The unique beauty of Spurn Point, Boxing Day 2013 ...

There is a sense of eerie foreboding about the place - hard to identify because the sky is clear and the sea bright beneath it, the quick sand banks of the River Humber shining like a mirror. But where a large sand dune should have prevented a view from one to the other now stands emptiness. A tractor-ploughed track demarcates the road - whose concrete slabs have been carried over onto the beach.

During the storm that created the destruction at Spurn Point, a narrow spit of sand on the East Yorkshire coast, the sea and river would have met above where we are standing. There would have been no long, spidery shadows across the beach as there are today, artwork on the sand.
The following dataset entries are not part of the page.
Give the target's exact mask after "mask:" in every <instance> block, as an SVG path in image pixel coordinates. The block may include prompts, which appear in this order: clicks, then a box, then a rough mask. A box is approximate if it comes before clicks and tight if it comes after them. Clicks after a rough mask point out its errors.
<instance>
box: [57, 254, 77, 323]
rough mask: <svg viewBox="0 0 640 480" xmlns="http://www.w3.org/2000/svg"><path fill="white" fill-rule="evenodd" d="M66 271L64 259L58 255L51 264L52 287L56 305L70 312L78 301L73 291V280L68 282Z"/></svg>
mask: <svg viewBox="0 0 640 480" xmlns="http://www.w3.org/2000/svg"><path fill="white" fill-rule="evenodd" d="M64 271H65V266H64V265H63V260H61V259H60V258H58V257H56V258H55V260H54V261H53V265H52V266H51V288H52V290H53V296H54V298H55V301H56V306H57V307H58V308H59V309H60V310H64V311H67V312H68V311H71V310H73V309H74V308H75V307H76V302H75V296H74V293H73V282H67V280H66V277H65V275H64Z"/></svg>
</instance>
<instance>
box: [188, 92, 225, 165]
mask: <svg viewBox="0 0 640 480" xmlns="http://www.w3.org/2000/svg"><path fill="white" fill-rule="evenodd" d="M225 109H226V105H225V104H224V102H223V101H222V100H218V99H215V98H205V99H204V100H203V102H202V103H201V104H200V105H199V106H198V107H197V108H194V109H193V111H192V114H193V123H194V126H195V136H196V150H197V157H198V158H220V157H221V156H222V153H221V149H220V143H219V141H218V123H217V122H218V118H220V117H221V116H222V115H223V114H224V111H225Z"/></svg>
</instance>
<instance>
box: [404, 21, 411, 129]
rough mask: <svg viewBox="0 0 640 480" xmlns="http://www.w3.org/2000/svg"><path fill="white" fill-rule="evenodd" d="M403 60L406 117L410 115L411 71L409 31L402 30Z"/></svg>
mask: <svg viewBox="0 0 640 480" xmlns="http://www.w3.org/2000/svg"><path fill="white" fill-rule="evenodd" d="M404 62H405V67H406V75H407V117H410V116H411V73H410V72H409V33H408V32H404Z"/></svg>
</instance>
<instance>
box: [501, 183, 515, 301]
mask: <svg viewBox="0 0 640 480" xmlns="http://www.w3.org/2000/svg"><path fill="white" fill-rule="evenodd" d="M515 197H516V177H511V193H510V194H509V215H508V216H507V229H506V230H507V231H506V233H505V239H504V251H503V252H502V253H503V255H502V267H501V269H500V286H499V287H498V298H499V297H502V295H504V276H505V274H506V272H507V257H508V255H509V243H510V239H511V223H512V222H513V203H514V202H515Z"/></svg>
There are human shapes projected against the fiery skyline: signs of life in a landscape changed but not destroyed.

A seal pokes its head above the surf, its round eyes surveying the beach before it glides playfully into the wave and slithers towards us. It grapples its way onto the shiny sand, a cumbersome and ungainly shape looking for some rest beneath the sun. It curves its body this way and that, searching for the best angle, growling when a passer-by gets too close but quickly looking content again.

A 'High Tide' warning sign urges us back to the car park and we abandon our walk to the lighthouse, coldly distant and far away in the haze. The car park is covered in silt; the caravans in the holiday park strewn like unwanted toys. But this spit of land, where a golden wasteland meets with a big blue sky - a horizon punctuated only by the truncated prongs of a former jetty - has never looked more beautiful than on this glorious Boxing Day.